Tal sea, probablemente, el sentido del sufrimiento humano, y tal su lección. Sólo a través del sufrimiento, del vacío, de la carencia, ya sea de lo perdido o de lo anhelado, es que somos conscientes de una realidad más completa que incluye tanto la forma como la no forma, lo presente como lo ausente. Cuando se rompe una relación y experimento la falta de todo aquello que parecía llenar mi vida, obtengo una visión mucho más real de la esencia de la relación, de la esencia de lo que yo tenía en esa relación, y de la esencia de esa persona perdida. Me queda el vacío de ella, y el conocimiento de lo que creo necesitar para volver a ser pleno, que en definitiva es lo que ya soy más lo que aún me falta para ser. Es de su ausencia, de su vacío, que puedo obtener (o no) la utilidad en un sentido metafísico – es decir, la comprensión. Si de la dolorosa experiencia se concluye que lo perdido es insustituible, la vida entera puede adquirir el propósito de recuperarlo, de siquiera merecerlo, lo que lleva a depurar en sí mismo todo aquello que pudo contribuir a su pérdida o provocarla, transformándose así en un camino de purificación y refinamiento.

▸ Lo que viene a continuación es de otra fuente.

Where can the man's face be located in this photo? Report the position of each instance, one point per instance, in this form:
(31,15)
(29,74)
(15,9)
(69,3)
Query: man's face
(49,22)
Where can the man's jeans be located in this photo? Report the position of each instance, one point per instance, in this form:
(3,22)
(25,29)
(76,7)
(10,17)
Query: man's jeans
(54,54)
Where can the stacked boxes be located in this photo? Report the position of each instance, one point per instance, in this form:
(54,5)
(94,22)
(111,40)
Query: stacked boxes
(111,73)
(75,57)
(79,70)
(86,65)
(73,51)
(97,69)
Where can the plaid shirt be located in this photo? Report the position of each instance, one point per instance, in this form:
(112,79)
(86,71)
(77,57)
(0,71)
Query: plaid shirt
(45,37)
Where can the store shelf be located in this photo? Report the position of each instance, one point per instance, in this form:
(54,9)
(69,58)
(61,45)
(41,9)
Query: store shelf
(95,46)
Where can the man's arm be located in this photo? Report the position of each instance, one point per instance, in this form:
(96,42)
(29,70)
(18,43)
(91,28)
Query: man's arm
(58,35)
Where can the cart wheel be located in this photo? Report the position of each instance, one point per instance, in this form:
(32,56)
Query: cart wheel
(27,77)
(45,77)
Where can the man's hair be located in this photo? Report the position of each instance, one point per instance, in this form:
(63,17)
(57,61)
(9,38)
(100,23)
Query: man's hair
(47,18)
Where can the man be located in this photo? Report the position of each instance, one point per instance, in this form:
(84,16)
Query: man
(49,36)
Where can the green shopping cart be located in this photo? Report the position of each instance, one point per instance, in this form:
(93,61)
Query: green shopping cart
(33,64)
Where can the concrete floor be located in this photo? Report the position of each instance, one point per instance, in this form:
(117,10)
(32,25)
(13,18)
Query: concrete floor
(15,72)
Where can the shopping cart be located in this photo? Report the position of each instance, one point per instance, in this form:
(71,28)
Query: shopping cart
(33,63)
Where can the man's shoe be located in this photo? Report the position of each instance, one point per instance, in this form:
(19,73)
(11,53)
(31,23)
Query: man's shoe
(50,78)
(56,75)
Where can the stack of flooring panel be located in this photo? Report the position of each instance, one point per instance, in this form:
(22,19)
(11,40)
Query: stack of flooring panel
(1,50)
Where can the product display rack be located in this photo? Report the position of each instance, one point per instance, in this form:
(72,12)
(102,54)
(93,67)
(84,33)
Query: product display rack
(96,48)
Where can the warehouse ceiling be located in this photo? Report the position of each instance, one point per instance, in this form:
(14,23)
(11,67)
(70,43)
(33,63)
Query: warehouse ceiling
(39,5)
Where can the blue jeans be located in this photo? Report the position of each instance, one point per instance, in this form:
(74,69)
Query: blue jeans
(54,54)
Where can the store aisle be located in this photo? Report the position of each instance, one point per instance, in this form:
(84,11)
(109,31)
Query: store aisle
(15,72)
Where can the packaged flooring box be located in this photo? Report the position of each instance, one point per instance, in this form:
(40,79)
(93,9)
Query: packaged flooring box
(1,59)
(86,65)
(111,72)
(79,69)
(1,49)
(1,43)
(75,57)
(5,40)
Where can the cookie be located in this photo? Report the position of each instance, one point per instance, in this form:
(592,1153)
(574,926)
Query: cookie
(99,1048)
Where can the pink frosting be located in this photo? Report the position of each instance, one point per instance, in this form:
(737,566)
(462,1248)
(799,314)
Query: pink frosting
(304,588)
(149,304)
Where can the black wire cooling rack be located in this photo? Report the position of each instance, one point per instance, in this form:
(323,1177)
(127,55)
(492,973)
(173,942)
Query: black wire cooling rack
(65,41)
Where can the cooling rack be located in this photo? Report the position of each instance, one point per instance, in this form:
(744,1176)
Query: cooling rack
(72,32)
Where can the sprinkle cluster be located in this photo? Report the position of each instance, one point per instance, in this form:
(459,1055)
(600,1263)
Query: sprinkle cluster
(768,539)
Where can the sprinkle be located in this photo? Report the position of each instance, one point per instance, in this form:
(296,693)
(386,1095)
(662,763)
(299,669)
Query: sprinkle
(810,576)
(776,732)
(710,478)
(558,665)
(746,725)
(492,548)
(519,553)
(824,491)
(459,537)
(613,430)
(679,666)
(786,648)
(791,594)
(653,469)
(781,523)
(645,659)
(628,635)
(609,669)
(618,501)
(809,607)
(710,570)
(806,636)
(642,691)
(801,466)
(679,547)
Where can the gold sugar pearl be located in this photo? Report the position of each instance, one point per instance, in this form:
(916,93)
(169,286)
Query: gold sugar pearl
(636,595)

Esto constituye por sí mismo un sendero de perfeccionamiento y ascenso espiritual, ya sea que se logre el objetivo o no. Si por el contrario, sólo se busca evitar el dolor y llenar el vacío con cualquier otra presencia u objeto anestesiante, con un sustituto meramente analgésico, la oportunidad se habrá perdido, y probablemente se repita el resultado.
El vacío sólo puede equipararse a la nada en un sentido estrictamente físico. En el territorio anímico, moral o espiritual, el vacío puede constituirse en la fuerza impulsora, el contrapunto de tiraje que tensione a lo manifiesto, de vacío en vacío, hasta la vacuidad primordial.